船尾甲板に次々着地すると、海岸を警戒していた異形達は驚いてすぐに動けなかった。
「指揮官は甲板に居ないようだ」
「だったら中に突っこむぜ!!」
唯一、指揮官を目撃していた斑目・黒羽(時代遅れの風来坊・e14481)が姿がないことを伝えると、ペーター・ボールド(ハゲしく燃えるハゲ頭・e03938)は業炎のモヒカンを燃え上がらせ船内へ突入する。
内部はホテルのスイートルームのような内装で、ガラス窓が開放感を演出した造りになっていたが、今はガラスも砕け、調度品は海水で傷んでいる。

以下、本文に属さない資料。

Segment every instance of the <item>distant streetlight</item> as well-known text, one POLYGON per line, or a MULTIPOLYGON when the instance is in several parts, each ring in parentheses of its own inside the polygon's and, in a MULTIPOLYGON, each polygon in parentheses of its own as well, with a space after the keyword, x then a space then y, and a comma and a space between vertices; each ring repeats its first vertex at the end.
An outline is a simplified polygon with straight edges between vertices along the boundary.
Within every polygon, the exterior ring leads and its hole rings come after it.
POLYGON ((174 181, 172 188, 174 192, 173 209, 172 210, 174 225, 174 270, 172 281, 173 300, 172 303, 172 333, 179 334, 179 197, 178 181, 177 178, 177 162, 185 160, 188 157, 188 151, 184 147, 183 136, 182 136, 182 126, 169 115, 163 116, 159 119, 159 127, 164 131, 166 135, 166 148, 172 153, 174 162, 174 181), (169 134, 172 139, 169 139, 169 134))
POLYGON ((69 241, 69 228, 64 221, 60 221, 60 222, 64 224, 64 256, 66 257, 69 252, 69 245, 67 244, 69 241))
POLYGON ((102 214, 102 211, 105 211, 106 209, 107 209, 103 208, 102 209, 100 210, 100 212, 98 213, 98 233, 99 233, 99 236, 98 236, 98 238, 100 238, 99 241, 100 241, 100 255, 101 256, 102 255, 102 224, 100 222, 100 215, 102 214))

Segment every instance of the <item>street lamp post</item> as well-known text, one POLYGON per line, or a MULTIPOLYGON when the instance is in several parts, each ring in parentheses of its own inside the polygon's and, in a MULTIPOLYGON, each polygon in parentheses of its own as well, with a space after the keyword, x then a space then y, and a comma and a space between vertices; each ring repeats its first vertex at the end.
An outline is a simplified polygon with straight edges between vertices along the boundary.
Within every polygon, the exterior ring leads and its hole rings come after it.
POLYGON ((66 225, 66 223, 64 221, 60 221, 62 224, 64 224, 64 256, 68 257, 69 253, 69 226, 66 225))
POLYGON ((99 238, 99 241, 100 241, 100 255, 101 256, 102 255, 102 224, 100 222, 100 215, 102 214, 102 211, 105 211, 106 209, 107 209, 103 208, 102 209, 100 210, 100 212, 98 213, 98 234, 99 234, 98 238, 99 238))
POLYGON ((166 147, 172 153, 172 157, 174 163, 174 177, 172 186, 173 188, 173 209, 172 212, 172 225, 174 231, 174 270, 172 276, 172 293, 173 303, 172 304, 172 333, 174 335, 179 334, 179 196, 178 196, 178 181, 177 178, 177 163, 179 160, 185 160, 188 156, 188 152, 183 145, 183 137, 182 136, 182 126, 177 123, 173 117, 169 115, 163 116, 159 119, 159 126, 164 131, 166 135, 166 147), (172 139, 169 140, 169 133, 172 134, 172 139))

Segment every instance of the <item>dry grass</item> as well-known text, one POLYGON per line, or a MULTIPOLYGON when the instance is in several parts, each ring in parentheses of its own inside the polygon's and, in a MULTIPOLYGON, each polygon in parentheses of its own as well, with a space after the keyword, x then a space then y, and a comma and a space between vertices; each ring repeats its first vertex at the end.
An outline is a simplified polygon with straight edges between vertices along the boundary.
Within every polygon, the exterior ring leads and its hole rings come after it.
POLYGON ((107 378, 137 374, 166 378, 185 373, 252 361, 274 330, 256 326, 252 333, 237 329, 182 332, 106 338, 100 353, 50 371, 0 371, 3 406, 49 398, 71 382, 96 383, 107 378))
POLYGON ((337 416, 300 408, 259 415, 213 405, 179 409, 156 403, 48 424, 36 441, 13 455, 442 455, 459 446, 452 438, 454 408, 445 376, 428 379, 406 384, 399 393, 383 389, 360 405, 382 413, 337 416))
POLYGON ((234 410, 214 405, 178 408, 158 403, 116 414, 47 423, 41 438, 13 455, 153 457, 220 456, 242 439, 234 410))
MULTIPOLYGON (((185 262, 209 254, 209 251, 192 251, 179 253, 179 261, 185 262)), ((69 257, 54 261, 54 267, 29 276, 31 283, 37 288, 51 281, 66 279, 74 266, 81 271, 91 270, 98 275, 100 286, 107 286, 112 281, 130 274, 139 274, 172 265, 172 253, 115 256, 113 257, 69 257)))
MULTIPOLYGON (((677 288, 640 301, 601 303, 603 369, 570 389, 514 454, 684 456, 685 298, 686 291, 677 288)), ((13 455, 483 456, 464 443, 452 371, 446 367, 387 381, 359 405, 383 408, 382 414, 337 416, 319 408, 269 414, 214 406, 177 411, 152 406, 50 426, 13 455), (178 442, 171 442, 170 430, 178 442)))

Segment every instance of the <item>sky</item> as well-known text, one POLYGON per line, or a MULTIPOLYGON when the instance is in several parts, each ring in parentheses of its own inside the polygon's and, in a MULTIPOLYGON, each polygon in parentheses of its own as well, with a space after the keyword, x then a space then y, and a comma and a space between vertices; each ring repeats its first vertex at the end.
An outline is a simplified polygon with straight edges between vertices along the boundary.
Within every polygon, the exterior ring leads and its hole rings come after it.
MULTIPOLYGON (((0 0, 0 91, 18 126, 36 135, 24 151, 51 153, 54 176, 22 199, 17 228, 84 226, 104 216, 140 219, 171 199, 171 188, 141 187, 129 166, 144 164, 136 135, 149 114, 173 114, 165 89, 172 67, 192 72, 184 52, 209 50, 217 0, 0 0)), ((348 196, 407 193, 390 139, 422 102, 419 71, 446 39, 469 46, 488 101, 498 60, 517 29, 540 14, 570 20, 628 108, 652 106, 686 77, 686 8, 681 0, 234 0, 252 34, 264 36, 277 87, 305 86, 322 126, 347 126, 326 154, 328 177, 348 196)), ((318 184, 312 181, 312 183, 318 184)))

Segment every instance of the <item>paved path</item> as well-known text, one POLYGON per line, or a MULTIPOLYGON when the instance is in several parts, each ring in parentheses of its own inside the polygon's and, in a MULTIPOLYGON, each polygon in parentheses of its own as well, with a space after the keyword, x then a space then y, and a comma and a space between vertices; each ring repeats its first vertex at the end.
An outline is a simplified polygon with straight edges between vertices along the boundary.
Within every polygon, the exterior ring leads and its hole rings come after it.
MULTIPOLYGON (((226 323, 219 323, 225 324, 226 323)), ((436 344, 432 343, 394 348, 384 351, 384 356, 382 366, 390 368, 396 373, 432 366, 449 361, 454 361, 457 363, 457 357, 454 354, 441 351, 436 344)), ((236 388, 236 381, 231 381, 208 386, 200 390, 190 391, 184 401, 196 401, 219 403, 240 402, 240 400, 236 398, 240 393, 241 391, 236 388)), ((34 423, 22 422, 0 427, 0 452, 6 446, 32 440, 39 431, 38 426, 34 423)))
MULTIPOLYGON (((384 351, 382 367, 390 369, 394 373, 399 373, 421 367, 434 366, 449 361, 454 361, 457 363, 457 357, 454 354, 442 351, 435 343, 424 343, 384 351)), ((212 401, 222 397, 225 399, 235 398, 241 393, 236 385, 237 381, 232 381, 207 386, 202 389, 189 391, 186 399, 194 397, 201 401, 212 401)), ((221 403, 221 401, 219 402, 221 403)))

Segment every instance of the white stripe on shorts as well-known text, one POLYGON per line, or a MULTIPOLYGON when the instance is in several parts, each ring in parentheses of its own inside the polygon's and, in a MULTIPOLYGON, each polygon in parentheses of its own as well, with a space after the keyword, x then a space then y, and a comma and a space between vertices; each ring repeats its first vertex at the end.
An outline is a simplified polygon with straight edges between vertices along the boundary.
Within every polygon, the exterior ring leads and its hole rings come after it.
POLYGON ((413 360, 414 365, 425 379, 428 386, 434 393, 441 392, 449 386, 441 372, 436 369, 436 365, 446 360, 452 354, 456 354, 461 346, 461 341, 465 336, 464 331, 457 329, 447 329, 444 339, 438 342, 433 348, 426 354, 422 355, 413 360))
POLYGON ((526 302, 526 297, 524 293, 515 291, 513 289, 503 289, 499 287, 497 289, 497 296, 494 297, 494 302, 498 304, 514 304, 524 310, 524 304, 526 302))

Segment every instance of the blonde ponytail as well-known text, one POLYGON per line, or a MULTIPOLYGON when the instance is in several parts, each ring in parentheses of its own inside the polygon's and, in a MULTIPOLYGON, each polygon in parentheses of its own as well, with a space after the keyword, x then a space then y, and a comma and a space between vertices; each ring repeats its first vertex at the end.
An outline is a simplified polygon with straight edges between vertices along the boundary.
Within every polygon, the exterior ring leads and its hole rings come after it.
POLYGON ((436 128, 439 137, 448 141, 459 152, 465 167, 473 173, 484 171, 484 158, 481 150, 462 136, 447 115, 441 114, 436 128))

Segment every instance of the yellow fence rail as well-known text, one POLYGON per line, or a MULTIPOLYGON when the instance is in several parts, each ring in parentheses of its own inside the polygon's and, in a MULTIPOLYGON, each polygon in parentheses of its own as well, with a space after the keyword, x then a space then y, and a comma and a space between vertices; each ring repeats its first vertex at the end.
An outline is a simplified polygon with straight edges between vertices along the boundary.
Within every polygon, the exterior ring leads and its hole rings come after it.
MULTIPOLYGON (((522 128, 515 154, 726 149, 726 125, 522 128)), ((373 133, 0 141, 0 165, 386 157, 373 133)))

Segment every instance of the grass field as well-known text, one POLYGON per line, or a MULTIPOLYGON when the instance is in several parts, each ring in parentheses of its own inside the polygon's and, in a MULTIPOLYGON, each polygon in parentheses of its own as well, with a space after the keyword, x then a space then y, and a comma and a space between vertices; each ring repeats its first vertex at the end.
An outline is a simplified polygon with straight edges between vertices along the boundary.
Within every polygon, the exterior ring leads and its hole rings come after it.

手下に警戒させて一人寛いでいた太っちょな男は、ソファで空のブランデーグラスを煽っていた。
「侵入者!? つ、使えん奴等めぇ!」
指揮官はケルベロスを見るや表情を醜く歪める。
「そんな、道具みたいに……」
指揮官の発言に鈴原・瑞樹(アルバイト旅団事務員・e07685)は『信じられない』と愕然とした。
「てめぇ以外は家畜扱いか?」
「小悪党め、慈悲も容赦もないと思え!」
狼森・朔夜(ウェアライダーのブレイズキャリバー・e06190)は罵倒すると同時に轟雷狼牙で先制攻撃をしかけ、コロッサス・ロードス(金剛神将・e01986)も暗い炎を纏う神剣を形成し、無防備な指揮官を斬りつける。
「いけ、ボル!」
ペーターもライドキャリバーのボルを全速力で突撃させるも、指揮官はボルを踏み台にして飛び退く。
「さっさと迎え撃て、馬鹿どもッ!!」
指揮官の罵声を聞きつけた配下が甲板、海中から這いずるように姿を現し始める。
「勇猛なる風よ! 勝利の凱歌を謳え!」
「こ、このままだと囲まれちゃうよぉっ!?」
雅の起こす重力の風はコロッサス達を後押しし、甲板から迫る敵を塞き止めようと縒は気魄を込めたオーラを放つ。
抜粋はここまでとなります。